Hainan gibbon bounce back from brink of extinction
The Hainan gibbon, a critically endangered primate, has bounced back from the brink of extinction. In 2003, the population of the monkey, found on the Hainan islands in the South China Sea, had fallen to around a dozen individuals.
But the population has since seen a “mysterious” rebound, with the numbers nearly tripling since, according to a paper published in Science Advances.
“In the past two decades, though, the primates have steadily regained ground,” the authors of the study wrote. Now, it is estimated that the number of the Hainan gibbon on the island is around 42 individuals, despite a lack of genetic diversity.
Given this, a high level of inbreeding and a potential for a large number of harmful mutations are expected, the researchers say. But an analysis of data from 18 wild gibbons and four specimens from museums seems to suggest the opposite, they write in the paper. The modern Hainan gibbon population, they said, shows high local genomic recombination, low genetic load, and beneficial functional variations.
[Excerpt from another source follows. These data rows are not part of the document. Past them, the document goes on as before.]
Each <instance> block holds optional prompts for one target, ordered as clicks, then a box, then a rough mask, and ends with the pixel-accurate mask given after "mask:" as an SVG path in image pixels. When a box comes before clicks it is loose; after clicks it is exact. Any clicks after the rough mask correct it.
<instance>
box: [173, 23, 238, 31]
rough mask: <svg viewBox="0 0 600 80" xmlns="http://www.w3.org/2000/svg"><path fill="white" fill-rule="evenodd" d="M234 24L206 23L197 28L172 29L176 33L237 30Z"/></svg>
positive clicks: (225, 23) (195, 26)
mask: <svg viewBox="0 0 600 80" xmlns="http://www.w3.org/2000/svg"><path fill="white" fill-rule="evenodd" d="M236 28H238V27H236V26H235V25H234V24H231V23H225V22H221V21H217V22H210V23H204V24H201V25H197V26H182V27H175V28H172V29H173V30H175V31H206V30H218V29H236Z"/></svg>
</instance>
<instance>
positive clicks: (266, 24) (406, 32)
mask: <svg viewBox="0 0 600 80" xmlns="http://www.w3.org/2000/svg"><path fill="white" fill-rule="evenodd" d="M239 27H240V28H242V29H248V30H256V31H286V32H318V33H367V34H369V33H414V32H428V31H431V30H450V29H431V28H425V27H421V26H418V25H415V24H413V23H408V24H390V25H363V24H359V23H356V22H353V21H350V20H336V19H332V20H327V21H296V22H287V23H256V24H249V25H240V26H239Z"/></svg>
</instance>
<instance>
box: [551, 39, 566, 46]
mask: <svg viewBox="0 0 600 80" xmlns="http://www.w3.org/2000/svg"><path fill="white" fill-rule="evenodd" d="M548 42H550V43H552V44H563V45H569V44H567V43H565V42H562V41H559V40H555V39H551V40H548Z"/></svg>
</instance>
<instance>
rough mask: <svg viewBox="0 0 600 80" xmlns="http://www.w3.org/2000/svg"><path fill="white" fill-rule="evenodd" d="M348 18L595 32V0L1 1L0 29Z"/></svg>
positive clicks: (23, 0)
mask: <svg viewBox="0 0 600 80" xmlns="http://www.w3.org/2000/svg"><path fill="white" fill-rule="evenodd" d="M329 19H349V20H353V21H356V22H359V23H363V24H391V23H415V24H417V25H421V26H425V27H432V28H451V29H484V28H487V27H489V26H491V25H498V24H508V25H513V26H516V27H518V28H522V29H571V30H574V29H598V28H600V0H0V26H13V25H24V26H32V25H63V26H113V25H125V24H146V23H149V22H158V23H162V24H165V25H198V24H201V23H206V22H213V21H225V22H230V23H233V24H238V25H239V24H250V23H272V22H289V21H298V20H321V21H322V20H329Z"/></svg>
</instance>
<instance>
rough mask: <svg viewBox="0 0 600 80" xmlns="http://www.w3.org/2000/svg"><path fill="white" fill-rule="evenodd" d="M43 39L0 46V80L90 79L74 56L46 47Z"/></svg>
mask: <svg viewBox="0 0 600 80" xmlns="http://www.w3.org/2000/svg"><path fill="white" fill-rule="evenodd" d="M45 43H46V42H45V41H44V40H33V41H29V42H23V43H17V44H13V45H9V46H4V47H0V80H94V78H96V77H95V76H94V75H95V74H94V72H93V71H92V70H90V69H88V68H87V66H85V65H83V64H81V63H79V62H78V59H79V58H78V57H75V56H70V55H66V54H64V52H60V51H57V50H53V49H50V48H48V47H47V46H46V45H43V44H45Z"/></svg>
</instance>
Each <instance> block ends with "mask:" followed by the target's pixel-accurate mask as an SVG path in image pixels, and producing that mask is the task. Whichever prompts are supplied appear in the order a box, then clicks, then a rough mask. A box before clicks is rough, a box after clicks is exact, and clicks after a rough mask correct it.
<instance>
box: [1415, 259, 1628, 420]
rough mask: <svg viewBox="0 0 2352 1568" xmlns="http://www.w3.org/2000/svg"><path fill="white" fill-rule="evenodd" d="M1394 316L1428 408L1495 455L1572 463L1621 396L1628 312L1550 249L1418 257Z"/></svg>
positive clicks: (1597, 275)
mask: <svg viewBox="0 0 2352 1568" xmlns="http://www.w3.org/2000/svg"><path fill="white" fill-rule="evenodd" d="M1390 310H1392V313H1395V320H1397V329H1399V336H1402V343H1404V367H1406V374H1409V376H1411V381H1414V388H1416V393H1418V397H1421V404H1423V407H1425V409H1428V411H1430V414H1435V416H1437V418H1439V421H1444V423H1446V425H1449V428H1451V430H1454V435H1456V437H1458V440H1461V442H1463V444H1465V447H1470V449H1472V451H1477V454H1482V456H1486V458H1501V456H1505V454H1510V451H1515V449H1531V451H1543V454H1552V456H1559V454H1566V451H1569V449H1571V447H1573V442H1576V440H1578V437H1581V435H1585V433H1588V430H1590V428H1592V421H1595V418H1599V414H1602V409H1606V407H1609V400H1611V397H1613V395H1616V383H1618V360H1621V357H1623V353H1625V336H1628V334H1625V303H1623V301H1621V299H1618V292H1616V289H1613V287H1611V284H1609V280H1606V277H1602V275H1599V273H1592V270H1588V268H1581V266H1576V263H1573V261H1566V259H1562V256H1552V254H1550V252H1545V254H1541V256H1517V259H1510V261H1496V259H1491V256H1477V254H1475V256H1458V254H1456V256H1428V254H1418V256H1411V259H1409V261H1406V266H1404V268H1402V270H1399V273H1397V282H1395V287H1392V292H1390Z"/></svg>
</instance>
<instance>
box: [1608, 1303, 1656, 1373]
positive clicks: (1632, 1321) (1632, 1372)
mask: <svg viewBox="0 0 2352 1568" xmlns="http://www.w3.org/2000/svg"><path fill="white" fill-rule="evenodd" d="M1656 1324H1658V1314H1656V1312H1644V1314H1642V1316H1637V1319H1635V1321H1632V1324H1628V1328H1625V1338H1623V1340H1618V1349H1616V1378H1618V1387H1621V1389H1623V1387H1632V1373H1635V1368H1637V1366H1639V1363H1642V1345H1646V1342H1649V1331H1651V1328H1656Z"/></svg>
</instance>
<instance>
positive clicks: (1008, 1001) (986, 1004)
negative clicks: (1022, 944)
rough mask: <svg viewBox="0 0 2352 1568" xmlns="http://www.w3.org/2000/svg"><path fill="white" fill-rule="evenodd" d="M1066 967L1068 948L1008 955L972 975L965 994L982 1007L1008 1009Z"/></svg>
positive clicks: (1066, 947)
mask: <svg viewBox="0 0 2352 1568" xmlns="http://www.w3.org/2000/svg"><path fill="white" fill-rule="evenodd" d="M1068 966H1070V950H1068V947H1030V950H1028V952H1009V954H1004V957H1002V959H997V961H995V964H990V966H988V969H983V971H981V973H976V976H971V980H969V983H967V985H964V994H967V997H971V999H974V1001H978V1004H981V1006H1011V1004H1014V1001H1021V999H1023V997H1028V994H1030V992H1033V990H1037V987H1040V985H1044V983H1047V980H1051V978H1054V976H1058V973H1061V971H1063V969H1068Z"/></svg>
This, they believe is because the species may have experienced a population expansion after a genetic bottleneck, a period of population decline resulting in a fall in genetic diversity during the Last Glacial Maximum, between 20,000 and 26,000 years ago. In the aftermath, the animals expanded, leading to remixing of two separate genetic lineages, they said, adding that it supported the monkey’s health, allowing their population to bounce back.
In the 1950s, the Hainan gibbon numbered around 2,000 on the island, but deforestation and hunting saw that fall, according to the Zoological Society of London (ZSL). The last surviving population lives in just a single forest patch within the Bawangling National Nature Reserve. One family of gibbons was seen living outside the conservation park in 2019 and is said to have been thriving thanks to conservation efforts.